La riforma di revisione costituzionale in tema di giustizia per cui andremo a votare il 22 e 23 marzo prossimi, contiene un paradosso positivo: è frutto di un governo di centro-destra ma è un decisivo passo per abbandonare definitivamente un ordinamento giudiziario nato dal fascismo
di Fabio Modesti
Siamo ancora colpiti da scorie delle fascismo? In tema di sistema e di ordinamento giudiziario per buona parte sì. Dobbiamo quindi difendere una riforma fondamentale per questo Paese, che riguarda la revisione costituzionale dell’ordinamento giudiziario per la separazione delle carriere dei magistrati dell’accusa e giudicanti, per il conseguente doppio Consiglio Superiore della Magistratura (CSM) e per l’istituzione dell’Alta corte disciplinare, approvata dal governo di centro-destra guidato da Giorgia Meloni (una “post fascista”, come viene etichettata). Il paradosso positivo è che essa è un passo decisivo per la fuoriuscita definitiva dal fascismo.
Oggi quella riforma (la legge costituzionale 30 ottobre 2025) deve essere valutata, per la sua entrata in vigore, dai cittadini attraverso il referendum confermativo, previsto dall’articolo 138 della Costituzione, del 22 e 23 marzo prossimi. Votare SÌ significa compiere un passo ulteriore e decisivo per l’uscita dell’ordinamento giudiziario di questo Paese dal fascismo.
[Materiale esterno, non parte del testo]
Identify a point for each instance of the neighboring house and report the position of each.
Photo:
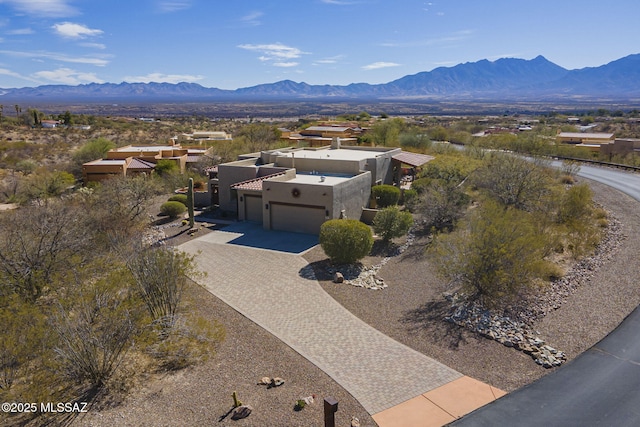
(124, 161)
(101, 169)
(50, 124)
(200, 136)
(297, 189)
(593, 141)
(621, 146)
(318, 136)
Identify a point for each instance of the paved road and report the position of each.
(601, 387)
(266, 286)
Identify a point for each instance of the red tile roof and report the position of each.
(254, 184)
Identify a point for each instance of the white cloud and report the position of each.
(252, 19)
(67, 76)
(94, 45)
(454, 37)
(97, 61)
(174, 6)
(20, 32)
(378, 65)
(48, 8)
(163, 78)
(285, 64)
(340, 2)
(75, 31)
(277, 52)
(330, 60)
(5, 72)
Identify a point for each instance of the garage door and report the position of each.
(253, 208)
(297, 218)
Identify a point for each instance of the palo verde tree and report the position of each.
(391, 222)
(495, 256)
(95, 329)
(160, 275)
(345, 240)
(513, 181)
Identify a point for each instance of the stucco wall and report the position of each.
(278, 191)
(351, 196)
(232, 173)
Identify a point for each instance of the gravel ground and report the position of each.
(201, 395)
(411, 308)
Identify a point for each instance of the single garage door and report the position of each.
(253, 208)
(297, 218)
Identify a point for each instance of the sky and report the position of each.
(230, 44)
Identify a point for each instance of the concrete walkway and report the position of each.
(265, 286)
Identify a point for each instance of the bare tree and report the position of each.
(513, 181)
(160, 275)
(39, 247)
(95, 331)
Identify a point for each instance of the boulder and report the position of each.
(241, 412)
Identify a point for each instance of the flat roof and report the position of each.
(147, 148)
(107, 162)
(319, 179)
(334, 154)
(585, 135)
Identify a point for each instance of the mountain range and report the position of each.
(506, 79)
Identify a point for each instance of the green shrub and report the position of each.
(576, 203)
(567, 179)
(409, 196)
(391, 222)
(182, 198)
(166, 167)
(420, 185)
(172, 209)
(345, 240)
(385, 195)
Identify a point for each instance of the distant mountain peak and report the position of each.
(502, 79)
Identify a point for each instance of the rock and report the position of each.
(241, 412)
(276, 382)
(264, 381)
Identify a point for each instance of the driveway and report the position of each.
(267, 287)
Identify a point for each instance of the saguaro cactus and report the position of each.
(190, 202)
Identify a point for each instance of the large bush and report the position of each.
(496, 256)
(345, 240)
(391, 222)
(182, 198)
(385, 195)
(172, 209)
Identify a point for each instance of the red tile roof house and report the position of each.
(124, 161)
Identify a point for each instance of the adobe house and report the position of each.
(298, 189)
(319, 136)
(124, 161)
(593, 141)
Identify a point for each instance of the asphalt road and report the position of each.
(601, 387)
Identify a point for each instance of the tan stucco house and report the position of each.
(592, 141)
(297, 189)
(124, 161)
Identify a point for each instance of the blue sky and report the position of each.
(230, 44)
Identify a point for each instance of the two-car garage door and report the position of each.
(297, 218)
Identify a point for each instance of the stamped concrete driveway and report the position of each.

È ancora vigente il Codice penale fascista (Codice Rocco), certo modificato nel tempo ma ancora lì nella sua struttura codicistica e filosofica. Il Codice di procedura penale, invece, è stato riformato nel 1989 da Giuliano Vassalli e da Giandomenico Pisapia, segnando il passaggio dal processo inquisitorio (fascista e tipico dei regimi dittatoriali) a quello accusatorio con accusa e difesa sulla stessa linea di fronte ad un giudice terzo. Un ulteriore passo fu fatto dieci anni dopo con la riforma costituzionale dell’articolo 111 della Costituzione che sancì il principio del “giusto processo”. Quella riforma, per la quale «la giurisdizione si attua mediante il giusto processo regolato dalla legge. Ogni processo si svolge nel contraddittorio tra le parti, in condizioni di parità, davanti a giudice terzo e imparziale. La legge ne assicura la ragionevole durata». dette veste e carattere costituzionale alla riforma del Codice di procedura penale. La separazione delle carriere tra pubblico ministero e giudice terzo doveva essere l’altra riforma che però non vide mai la luce.
La separazione delle carriere, oggi sottoposta a referendum confermativo, è quindi la prosecuzione naturale del percorso cominciato nel 1989 che le Commissioni bicamerali tra gli anni ’90 e il 2000 non hanno avuto il coraggio di portare in porto sotto la minaccia degli strascichi di Mani Pulite. Un principio, quello della separazione delle carriere, che il fascismo spazzò via introducendo l’unità delle carriere dei magistrati con l’ordinamento giudiziario voluto dall’allora Ministro Dino Grandi, certamente nell’ottica di sottomettere la magistratura al regime. E proprio per uscire da quell’ottica ordinamentale l’Assemblea costituente, non riuscendo a trovare una sintesi politica, inserì nel testo della Costituzione della Repubblica italiana la settima disposizione transitoria con la quale si stabilisce che «fino a quando non sia emanata la nuova legge sull’ordinamento giudiziario in conformità con la Costituzione, continuano ad osservarsi le norme dell’ordinamento vigente».
Ecco, dopo la riforma del Codice di procedura penale, dopo la revisione costituzionale dell’articolo 111, questa è l’occasione ulteriore e decisiva per dar corso a quanto previsto da quella settima disposizione transitoria. Liberiamoci ora dalle scorie del fascismo che ancora ci sporcano e il 22 e 23 marzo votiamo un convinto SÌ.